E por isso também importa dizer aqui, ainda com Melendo, que “a pretensão do filósofo francês se aproximaria da insânia” se pressupusesse “um pensamento não existente capaz de agir e dar origem à sua própria existência e a todo um universo… entendidos todos eles ao modo pré- ou extracartesiano” (idem). Não, o que se sustenta aqui, outra vez com Melendo, é que Descartes é mais sutil (demasiadamente mais sutil, agrego): “o chamado pai do racionalismo obriga a consciência, em suas múltiplas manifestações, a ocupar o lugar que corresponde ao ser. Ou seja, faz do cogito a consistência primeira de tudo o que é [de tudo o que é ente e do próprio Ser, precise-se]. [...] daí, do pensamento como pensamento (ou das idéias nele incluídas), extrairá Descartes Deus e o mundo enquanto existente-pensados ou pensado-existentes”. Até aqui seguimos com Melendo; mas já não podemos seguir com ele quando diz que “a inversão das relações entre ser e consciência [em Descartes] não deve ser interpretada como se o [sum, eu sou] fosse um ‘efeito’ do pensamento”. Ora, se em Descartes o pensar ocupa o lugar do ser, é porque causa inversamente o que na realidade o ser causa, e, se é evidente que na realidade o pensar é efeito do ser (ou ato de ser, ato dos atos), é igualmente evidente que em Descartes o ser será forçosamente efeito do pensar. Por que, porém, incorre o penetrante Melendo em tal patente equívoco?

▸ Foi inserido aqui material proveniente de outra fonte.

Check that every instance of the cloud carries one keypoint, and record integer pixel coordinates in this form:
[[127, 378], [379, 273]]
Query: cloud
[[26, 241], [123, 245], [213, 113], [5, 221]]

Porque de algum modo aceita que, conquanto equivocadíssimo, o Cogito cartesiano é uma intuição, tal como dizia o próprio Descartes. Mas o que é intuição? O modo de pensar próprio dos Anjos! Com efeito, as criaturas puramente espirituais que são os Anjos, graças às espécies inteligíveis que infundiu Deus mesmo em seu intelecto, compreendem tudo, cada realidade, num só, digamos, “lance de vista” – numa intuição. É uma forma de conhecimento imediata, muito diferente da forma de conhecimento humana, que é diacrônica (vai do conceito ao silogismo, passando pelo juízo), além de supor a intervenção prévia dos órgãos corporais que são os sentidos externos e internos. A forma humana de conhecimento é propriamente discursiva, nunca intuitiva. Ora, a concessão tácita de Melendo à “intuição” cartesiana pode até não passar disso, de uma concessão tácita, a qual, porém, por nunca se esclarecer, gera mais confusão que luz; mas para o próprio Descartes a intuição era algo efetivo, até porque o Francês via o homem justamente como uma espécie de anjo “preso” ao corpo pela glândula pineal, assim como em Platão a alma humana estava no corpo como numa prisão. Platão, contudo, nunca dotou a alma humana de propriedades intuitivas angélicas, ao passo que Descartes, sim. E com isso podemos agora, finalmente, concluir esta série.

Com efeito, ainda que o quisesse Descartes, é óbvio que o homem é incapaz de intuição, e por não sê-lo, e pelas numerosíssimas razões que expusemos ao longo desta série, é que o Cogito cartesiano é um entimema, e um entimema que se revolve efetivamente no seguinte silogismo:

● O pensar é a consistência, o fundamento, a causa, o ato do mundo (ou seja, de tudo o que é);
● Ora, eu penso;
● Logo, eu sou (ou seja, o próprio eu se funda no pensar).

Naturalmente, repito, não se busque nisso nada coerente simpliciter (nem secundum quid se se considera o conjunto da obra de Descartes). Mas busque-se nisso uma origem de todas as vertentes do pensamento mágico moderno,* que, sim, se encontrará. Afinal, para nos limitarmos a apenas um exemplo, não é o liberalismo uma forma de pensamento que funda a realidade no pensar e querer de seus próprios propugnadores?

Para terminar, fiquemos com a expressiva analogia a respeito do Cogito cartesiano proposta por David Kelly (cf. The Evidence of the Senses: A Realist Theory of Perception, Louisiana State University Press, Baton Rouge, 1986, p.12). Imagine-se o pensar como um filme de cinema com seu projetor. O projetor não é uma lanterna, que ilumina objetos independentes da lanterna; ao contrário desta, ele emite um feixe de luz que mostra na tela objetos constituídos ou criados pelo filme. Se o filme se deteriora, tais objetos também deixam de ser.

* Digo que o cartesianismo é apenas “uma origem de todas as vertentes do pensamento mágico moderno” porque, em verdade, podemos encontrar para esse pensamento origens, fontes mais remotas: o voluntarismo de Duns Scott, o “nominalismo” de Guilherme de Ockham, etc.